“And I’m so hungry that I feel like a dog with a bone,” snapped the major. “I won’t give ’em up without a fight. Come in here, my boy, and I’ll have a good try for it. We’ve plenty of ammunition, and perhaps a peppering with small-shot will scare the blackguards away.”
Mark obeyed, and the next moment, with their birds, they were snugly ensconced in a little natural fortification, open to attack only on one side, the others being protected by the rocks and the dense jungle.
This movement took them out of sight of their pursuer, who was hidden now by the trees.
“Now, my boy, lay out some cartridges, and keep down out of sight. You reload, and keep on exchanging guns. I’m a soldier, and will do the fighting. I meant to run and leave our dinner, undignified as it may be; but hang me if I do at the sight of a half-naked savage with a spear.”

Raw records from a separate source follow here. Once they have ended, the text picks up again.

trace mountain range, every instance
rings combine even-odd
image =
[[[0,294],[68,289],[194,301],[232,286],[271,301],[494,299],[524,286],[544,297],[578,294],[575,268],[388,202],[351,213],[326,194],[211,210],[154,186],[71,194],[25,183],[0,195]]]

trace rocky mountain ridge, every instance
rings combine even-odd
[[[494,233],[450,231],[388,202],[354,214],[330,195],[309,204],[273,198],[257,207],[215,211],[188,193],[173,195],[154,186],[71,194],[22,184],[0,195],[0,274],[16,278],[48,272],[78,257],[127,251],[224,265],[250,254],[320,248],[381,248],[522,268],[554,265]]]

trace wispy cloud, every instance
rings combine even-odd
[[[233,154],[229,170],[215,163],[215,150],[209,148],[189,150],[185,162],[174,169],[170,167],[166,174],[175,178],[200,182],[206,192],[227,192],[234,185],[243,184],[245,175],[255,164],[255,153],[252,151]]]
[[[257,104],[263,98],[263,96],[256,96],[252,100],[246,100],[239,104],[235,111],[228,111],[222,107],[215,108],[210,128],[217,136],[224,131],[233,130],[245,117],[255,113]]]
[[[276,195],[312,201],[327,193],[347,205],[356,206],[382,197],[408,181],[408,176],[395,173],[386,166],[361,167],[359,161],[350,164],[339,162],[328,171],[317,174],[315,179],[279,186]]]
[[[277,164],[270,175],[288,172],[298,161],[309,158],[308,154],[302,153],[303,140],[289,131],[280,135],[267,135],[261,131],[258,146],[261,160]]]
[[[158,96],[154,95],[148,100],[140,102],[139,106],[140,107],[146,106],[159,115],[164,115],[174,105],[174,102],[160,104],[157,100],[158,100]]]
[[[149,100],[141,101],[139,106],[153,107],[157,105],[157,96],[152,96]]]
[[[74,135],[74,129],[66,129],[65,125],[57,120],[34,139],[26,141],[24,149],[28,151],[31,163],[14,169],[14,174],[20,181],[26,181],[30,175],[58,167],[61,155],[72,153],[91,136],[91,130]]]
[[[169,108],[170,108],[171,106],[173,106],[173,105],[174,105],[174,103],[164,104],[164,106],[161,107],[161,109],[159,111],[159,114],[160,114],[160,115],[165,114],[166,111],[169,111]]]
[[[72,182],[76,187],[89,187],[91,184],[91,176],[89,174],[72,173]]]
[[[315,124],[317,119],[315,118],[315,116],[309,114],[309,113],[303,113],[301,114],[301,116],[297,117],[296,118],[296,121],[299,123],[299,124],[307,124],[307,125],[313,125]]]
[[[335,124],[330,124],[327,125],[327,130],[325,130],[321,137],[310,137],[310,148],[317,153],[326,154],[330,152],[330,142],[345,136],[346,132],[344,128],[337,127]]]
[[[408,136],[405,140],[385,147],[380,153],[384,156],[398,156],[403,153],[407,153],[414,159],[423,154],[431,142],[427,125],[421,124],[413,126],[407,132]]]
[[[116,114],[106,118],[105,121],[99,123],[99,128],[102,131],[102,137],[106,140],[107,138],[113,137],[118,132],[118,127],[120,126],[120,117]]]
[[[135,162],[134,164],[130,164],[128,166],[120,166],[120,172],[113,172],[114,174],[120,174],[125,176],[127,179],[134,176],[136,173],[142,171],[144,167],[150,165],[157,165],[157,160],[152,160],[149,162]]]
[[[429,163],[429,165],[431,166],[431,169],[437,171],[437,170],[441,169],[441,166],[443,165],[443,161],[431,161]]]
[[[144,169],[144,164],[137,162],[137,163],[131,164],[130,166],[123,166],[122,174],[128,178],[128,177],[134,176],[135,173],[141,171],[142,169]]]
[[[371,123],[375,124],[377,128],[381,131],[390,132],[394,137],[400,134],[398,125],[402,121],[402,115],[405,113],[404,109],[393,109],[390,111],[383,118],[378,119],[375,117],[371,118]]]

“But there must be a whole tribe of them behind, sir,” whispered Mark.
“Yes; that’s the worst of it. But never mind, I’ll pepper their skins, and perhaps that will stop them. But look here, my boy, if matters begin to look very ugly you are not to hesitate for a moment.”
“Yah!”
A pause.
“Yoy-oy-oy-oy!”
This last in a different tone, but both yells were of a most savage, highly-pitched nature.